Consider mounting volumes outside of the container for data persistence

machawk1 commented 6 years ago

You can then stop the container using docker stop wasp and start it again with docker start wasp. Note that your archive is stored in the container. If you remove the container, your archive is gone.

Docker allows one to mount directories outside of the container as volumes. Doing so would prevent the above scenario of the data disappearing when the container is gone.

ibnesayeed commented 6 years ago

Persisting data from containers is a well-known and well-documented topic so we can assume those familiar with Docker would know how to do it, be it using volumes, bind mounts, or third-party storage drivers.

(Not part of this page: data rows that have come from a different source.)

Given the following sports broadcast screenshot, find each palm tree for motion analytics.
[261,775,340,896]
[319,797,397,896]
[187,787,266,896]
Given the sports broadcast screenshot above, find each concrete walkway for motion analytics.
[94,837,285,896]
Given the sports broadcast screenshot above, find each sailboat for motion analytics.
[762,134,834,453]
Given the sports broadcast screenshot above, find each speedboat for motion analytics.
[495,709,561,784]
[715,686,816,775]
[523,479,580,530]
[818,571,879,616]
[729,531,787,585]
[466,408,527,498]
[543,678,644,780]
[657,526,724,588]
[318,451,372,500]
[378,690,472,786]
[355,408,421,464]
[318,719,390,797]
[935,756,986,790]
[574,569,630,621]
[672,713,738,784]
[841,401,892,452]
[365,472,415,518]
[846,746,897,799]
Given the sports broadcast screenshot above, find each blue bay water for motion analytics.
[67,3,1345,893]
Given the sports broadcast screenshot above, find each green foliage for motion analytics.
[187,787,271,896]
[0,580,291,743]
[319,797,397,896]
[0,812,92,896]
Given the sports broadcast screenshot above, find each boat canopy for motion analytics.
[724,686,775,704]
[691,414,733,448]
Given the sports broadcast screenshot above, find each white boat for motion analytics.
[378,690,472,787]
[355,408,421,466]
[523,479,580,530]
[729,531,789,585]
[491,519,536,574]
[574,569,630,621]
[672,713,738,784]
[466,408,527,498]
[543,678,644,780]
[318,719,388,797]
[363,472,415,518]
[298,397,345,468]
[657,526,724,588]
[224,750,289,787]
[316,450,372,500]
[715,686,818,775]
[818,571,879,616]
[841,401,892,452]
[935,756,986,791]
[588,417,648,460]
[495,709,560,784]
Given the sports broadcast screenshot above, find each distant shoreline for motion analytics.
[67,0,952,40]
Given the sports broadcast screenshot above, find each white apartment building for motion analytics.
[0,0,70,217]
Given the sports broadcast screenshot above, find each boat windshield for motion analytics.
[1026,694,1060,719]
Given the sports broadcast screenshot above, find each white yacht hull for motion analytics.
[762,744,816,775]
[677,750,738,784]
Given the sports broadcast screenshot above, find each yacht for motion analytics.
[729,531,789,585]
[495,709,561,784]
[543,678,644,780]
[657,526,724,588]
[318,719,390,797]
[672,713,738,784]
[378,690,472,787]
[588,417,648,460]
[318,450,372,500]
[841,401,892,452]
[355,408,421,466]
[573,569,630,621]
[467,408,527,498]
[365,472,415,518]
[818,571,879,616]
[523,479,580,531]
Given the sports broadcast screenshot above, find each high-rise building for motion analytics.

However, the documentation of this repo should at least describe all the places (or declare them as volumes) where data of different services are being stored so that users know where to mount drives for persistence. Also, a simple bind mount example command will not hurt either.

That said, I am not a big fan of monolithic containers that run too many services in a single container. This might work well when things are used as a portable desktop application, but for any serious scalable work setup every service should have its own container and orchestrated using a stack file (or docker-compose).

arjenpdevries commented 6 years ago

Mastodon solves this with docker-compose - that works indeed quite nice, so we can "borrow" their setup.

johanneskiesel commented 6 years ago

That would be useful indeed. Currently we have the following places:

/home/user/srv/warcprox/archive contains the WARC files
/home/user/srv/pywb/collections/archive contains a link to the WARC files and the pywb indexes + templates
/home/user/srv/elasticsearch/index contains the elastic search index

pywb automatically indexes what it finds in the linked directory, so the pywb index would not need to be stored persistently. This is (currently) not the case for the elasticsearch index, but this could be changed relatively easily.

It would then be enough to store the WARC files persistently, which would make sense to me. This would also allow you to just add WARC files you recorded with another system.

What do you think?

(As the different services are currently "talking" to each other by the file system, separating them into different services would take some effort. I agree that this is the way to go for scalable setups, but a scalable setup is probably not needed for a one-person archiver.)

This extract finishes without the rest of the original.